Every year I say the same thing about the possible influence of MCN’s Gurus of Gold chart, and I might as well say it again with awards season about to kick off the weekend after next and with the first testing-the-waters Gurus of Gold chart having gone up yesterday.
Every year I ask what could be more worthless or contemptible in the eyes of any fim lover with the slightest trickle of blood in his or her veins than a group of online journos saying, “What we might personally think or feel about the year’s finest films is not our charge. We are here to read and evaluate the feelings and judgments of that crowd of people standing around in that other room….see them? Those older, nice-looking, well-dressed ones standing around and sipping wine and munching on tomato-and mozzarella bruschetta? Watching them is what we do. We sniff around, sense the mood, follow their lead, and totally pivot on their every word or derisive snort or burst of applause at Academy screenings.”
If I could clap my hands three times and banish the concept of Gurus of Gold from the minds of my online colleagues and competitors, I would clap my hands three times. For it is the task of Movie Catholics (which includes all monks and priests and followers of the faith) to stand up and lead at all costs. And it is bad personal karma to put aside what every fibre of your being tells you is the “right” thing to do in order to proclaim (and therefore help to semi-validate and cast a favorable light upon) the occasionally questionable sentiments and allegiances of others.
And I mean especially if these temperature-gauging, tea-leaf readings contribute to a snowball mentality or growing assumption that a certain Best Picture contender has the heat. There is no question in my mind that to some extent the Gurus of Gold (and especially the purely analytical temperature-takers like EW‘s Dave Karger) contributed to last year’s Best Picture win by The King’s Speech by advancing the notion each and every week that it would probably take it. And that, if you don’t mind me saying so, is a terrible thing to live with.
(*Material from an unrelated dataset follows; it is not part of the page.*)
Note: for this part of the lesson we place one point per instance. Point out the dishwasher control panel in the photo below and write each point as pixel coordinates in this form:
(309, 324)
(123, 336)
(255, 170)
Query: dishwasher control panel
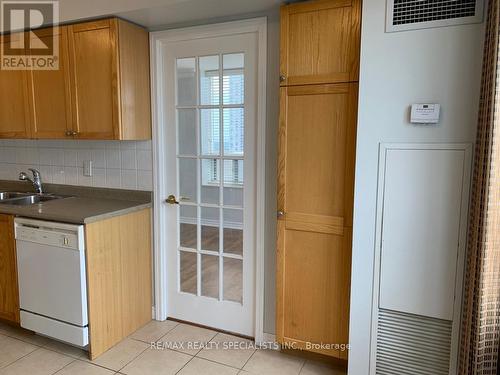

How would you feel if you were 92 years old, let’s say, and on your death bed and looking back upon your professional Hollywood life and saying to yourself, “In my own small but possibly significant way, I probably helped to create a perception of groundswell momentum and inevitability that led to the Best Picture triumphs of The Greatest Show on Earth, Around The World in Eighty Days and Driving Miss Daisy“? How would you feel about that? Good?
True Catholics are players on the field, not watchers from the stands. They need to convey their own passions as personally, ardently and persuasively as possible, and to give as little credence as possible to the alleged preferences of a politically-motivated, comfort-seeking, sentimentally-inclined, wowed-by-almost-anything-British and recently suspect industry group.
It’s been pointed out time and again that the Academy had a reasonable, fair-minded history in their Best Picture preferences from the mid aughts to ’10 but then last year did an about-face and, in a startling cave-in to British kowtowing and comforting gutty-wut sentiment, gave the Oscar to an admirable-but-far-from-good-enough contender. For the sake of the Academy’s reputation among the aloof and justifiably cynical younger crowd (i.e., the ones that the Academy hopes might be attracted by the hand of Oscar-show producer Brett Ratner) and for the sake of our souls, a capitulation of this sort must never happen again.